Plattenepithelzellen helfen dabei, das äußere Gewebe des Gebärmutterhalses, die sogenannte intraepitheliale Schicht, zu bilden. ASCUS bedeutet einfach, dass sich die Zellen verändert haben, aber nicht auf Vorkrebs hindeuten. Die Veränderungen können durch eine vaginale Infektion oder in den meisten Fällen durch eine sexuell übertragene Infektion verursacht werden, die als humaner Papillomavirus (HPV) bezeichnet wird.
SIL Pap Abstriche
SIL (Plattenepithel-Läsion) bezieht sich auf die abnormalen Veränderungen in Plattenepithelzellen, die sich zu einer Läsion geformt haben. SIL ist keine Diagnose von Präkanzerose oder Krebs. Sie sind einfach Abnormitäten, die nach Größe, Form und physikalischen Eigenschaften wie folgt eingeteilt werden:
- LGSIL (niedriggradige intraepitheliale Zellen) sind leicht abnormal, oft aufgrund einer HPV-Infektion. Viele dieser Infektionen verschwinden ohne Behandlung.
- HSIL (hochgradige intraepitheliale Zellen) beziehen sich auf Veränderungen, die mit der Entwicklung von Präkanzerosen in Verbindung gebracht werden können.
AGC Pap Abstriche
AGC (atypische Drüsenzellen) sind eine weitere Art von Zellen, die den inneren Kanal des Gebärmutterhalses sowie den Uterus abdeckt.
Ein AGC-Ergebnis bedeutet, dass Veränderungen in diesen Zellen Anlass zur Sorge geben, ob entweder eine Präkanzerose oder Krebs vorliegt.
Was passiert, wenn Sie einen abnormalen Pap Abstrich haben
Ihr Arzt kann zusätzliche Tests empfehlen, wenn ein abnormaler Pap-Abstrich erhalten wird. Es hängt weitgehend von der Einstufung des Labors, Ihrer aktuellen Gesundheit und der Erfahrung Ihres behandelnden Arztes ab.

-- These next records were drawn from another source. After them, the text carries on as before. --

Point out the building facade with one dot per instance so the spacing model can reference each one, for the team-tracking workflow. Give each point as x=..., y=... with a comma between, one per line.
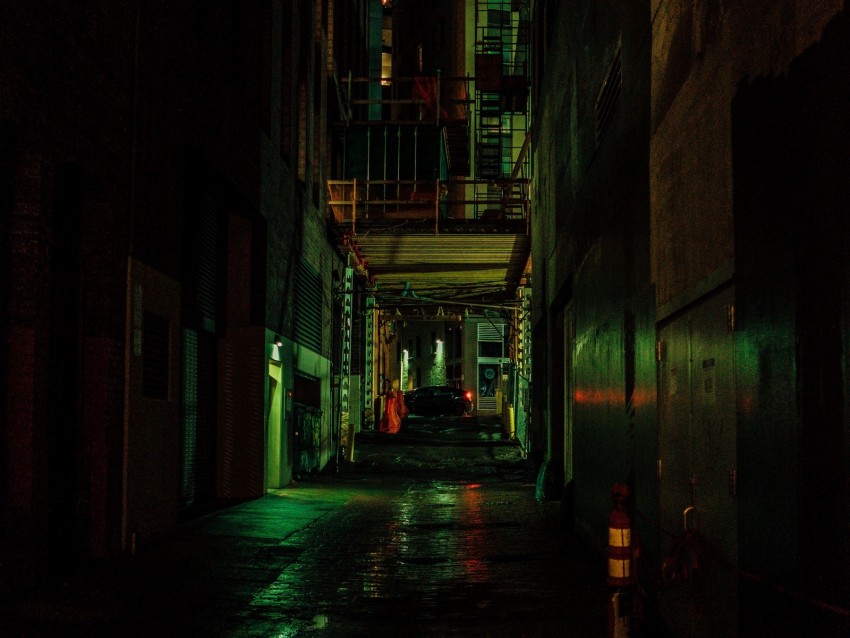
x=689, y=320
x=168, y=286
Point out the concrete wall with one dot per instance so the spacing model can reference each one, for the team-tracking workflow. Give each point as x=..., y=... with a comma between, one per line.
x=182, y=141
x=710, y=208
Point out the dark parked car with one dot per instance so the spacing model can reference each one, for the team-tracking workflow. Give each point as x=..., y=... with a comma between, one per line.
x=438, y=400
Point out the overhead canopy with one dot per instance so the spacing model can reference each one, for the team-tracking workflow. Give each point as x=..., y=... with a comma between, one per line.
x=470, y=266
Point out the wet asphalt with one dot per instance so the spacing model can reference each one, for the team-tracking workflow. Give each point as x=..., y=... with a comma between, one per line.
x=435, y=531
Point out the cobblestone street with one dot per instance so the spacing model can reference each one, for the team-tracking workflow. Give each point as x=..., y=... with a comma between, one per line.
x=433, y=532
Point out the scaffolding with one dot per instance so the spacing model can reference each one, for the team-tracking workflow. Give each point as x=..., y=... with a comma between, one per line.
x=502, y=30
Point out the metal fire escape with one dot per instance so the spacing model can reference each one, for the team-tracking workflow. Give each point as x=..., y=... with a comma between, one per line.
x=430, y=194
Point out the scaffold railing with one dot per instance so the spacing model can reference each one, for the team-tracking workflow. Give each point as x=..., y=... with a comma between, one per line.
x=353, y=200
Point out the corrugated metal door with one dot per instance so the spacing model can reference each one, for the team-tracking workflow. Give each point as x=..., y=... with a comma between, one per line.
x=697, y=468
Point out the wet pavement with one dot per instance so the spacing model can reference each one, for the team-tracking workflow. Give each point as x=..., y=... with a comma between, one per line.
x=434, y=531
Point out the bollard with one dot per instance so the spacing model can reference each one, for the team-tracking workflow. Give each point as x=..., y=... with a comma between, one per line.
x=620, y=573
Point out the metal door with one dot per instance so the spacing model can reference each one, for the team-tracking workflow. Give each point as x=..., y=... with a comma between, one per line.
x=697, y=468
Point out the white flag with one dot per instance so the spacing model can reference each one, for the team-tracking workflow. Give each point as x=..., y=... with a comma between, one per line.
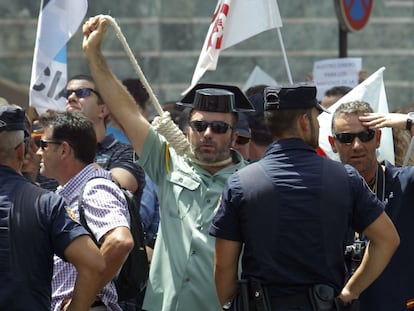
x=234, y=21
x=58, y=22
x=372, y=91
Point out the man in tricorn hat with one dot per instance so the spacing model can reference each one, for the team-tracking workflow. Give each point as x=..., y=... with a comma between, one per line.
x=291, y=212
x=181, y=276
x=34, y=225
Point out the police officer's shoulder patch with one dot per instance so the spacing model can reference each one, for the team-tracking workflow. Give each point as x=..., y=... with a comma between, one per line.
x=71, y=213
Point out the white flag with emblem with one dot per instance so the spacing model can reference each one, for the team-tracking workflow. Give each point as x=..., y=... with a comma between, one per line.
x=234, y=21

Mögliche Ansätze können sein:
- wachsames Monitoring mit Routine-Pap-Abstrich-Screening
- HPV-Test (einschließlich Reflex-HPV-Test, der Zellen aus dem Pap-Abstrich verwendet)
- Kolposkopie und Biopsie von abnormalem Gewebe
- Endozervikale Probenentnahme (Verfahren, bei dem die Schleimhaut des Gebärmutterhalskanals mit einem löffelförmigen Instrument, einer Kürette, abgekratzt wird)
- Endometriumbeprobung (das Entfernen einer Gewebeprobe aus der Gebärmutter, wenn Ihr Arzt vermutet, dass die abnormalen Zellen aus der Gebärmutter stammen)
- Exzisionsbehandlung ( Konusbiopsie ), um eine Läsion oder ein Wachstum zu entfernen
Richtlinien für das Follow-up variieren je nach Alter, Dysplasie-Klassifikation und dem HPV-Status der Frau:
Alter 21-24 | Alter 25-29 | Über 30, HPV-negativ | Über 30, HPV-positiv | |
ASCUS | Wiederholung Pap in 12 Monaten (bevorzugt) Reflex HPV (akzeptabel) | Reflex HPV (bevorzugt) Wiederholung Pap in 12 Monaten (akzeptabel) | Wiederholen Sie Pap-und HPV-Test in 3 Jahren | Kolposkopie |
LSIL | Wiederholung Pap in 12 Monaten | Kolposkopie | Wiederholung Pap in 12 Monaten (bevorzugt) Kolposkopie (akzeptabel) | Kolposkopie |
ASC-H | Kolposkopie | Kolposkopie | Kolposkopie | Kolposkopie |
HSIL | Kolposkopie | Exzisionsbehandlung oder Kolposkopie | Exzisionsbehandlung oder Kolposkopie | Exzisionsbehandlung oder Kolposkopie |
AGC | Abhängig von der AGC-Unterkategorie | Abhängig von der AGC-Unterkategorie | Abhängig von der AGC-Unterkategorie | Abhängig von der AGC-Unterkategorie |
> Quelle:
> American College of Geburtshilfe und Gynäkologie (ACOG). "Abnormale Cervical Cancer Screening Testergebnisse." Washington, D.C; aktualisiert im Januar 2016; FAQ 187.